I am trying to think of an easy way to attach something to the platform of a standard flat tree stand to make a foot rest kinda like you get with one of the deluxe stands. I was thinking either rigging something up with some angle iron or maybe something as simple as attaching a 2x4 to the end of the platform. Anyone done anything like this to elevate their feet and make their stands more comfortable? 

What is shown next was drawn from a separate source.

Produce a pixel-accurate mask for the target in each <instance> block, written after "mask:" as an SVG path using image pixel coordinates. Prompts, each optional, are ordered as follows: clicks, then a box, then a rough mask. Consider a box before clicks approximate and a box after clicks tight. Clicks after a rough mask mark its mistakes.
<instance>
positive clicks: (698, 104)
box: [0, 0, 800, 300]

For example, I have a few of these:










And I want something like this:


----------



## BowBaker1640 (Aug 6, 2010)

get some conduit and a bender and just make one up. conduit is very cheap and if you don't have a bender you maybe borrow one


----------



## boringdad (Oct 29, 2006)

what about 1/2" emt along with 2 small u-bolts. You might have to dimple it a little to get the right angle. Then put some hose wrap covered by camo duct tape


----------



## archeryridge (Jul 8, 2009)

I wish I had a bender. I could make entire stands with one. I guess I'll have to take a trip to the hardware store to see what kind of material they have. Can conduit be bent easy enough if you heat it up and tried to bend it around something round or will it just buckle?


----------



## Joe73 (Oct 18, 2009)

Here's how I do it when I build stands. You could use the same idea but just U-bolt it to the stand. 

Get hold of some light angle iron, an old bed frame would work. Cut 2 lengths about 12-15" inches long. Put one on each side of the stand with about 6 inches on the stand itself. U-bolt them on. Then cut a another piece of angle iron and bolt or weld it across the front of the 2 protruding pieces. So it basically looks like your extending your platform.

Then, even with the front edge of YOUR platform, hacksaw the side (the side hanging down) of the angle iron. Do that on both sides. Then bend up the overhanging part. There's your footrest. All you have to do now is either weld a gusset in the bend angle iron opening or put a small piece of metal across the gap, drill a hole on each end and put small bolts in there. That way the footrest part wont bend down on you. 

Total time with welding, about 20 minutes. Bolting it together just a little longer. Easy and cheap!! Good luck with it.


----------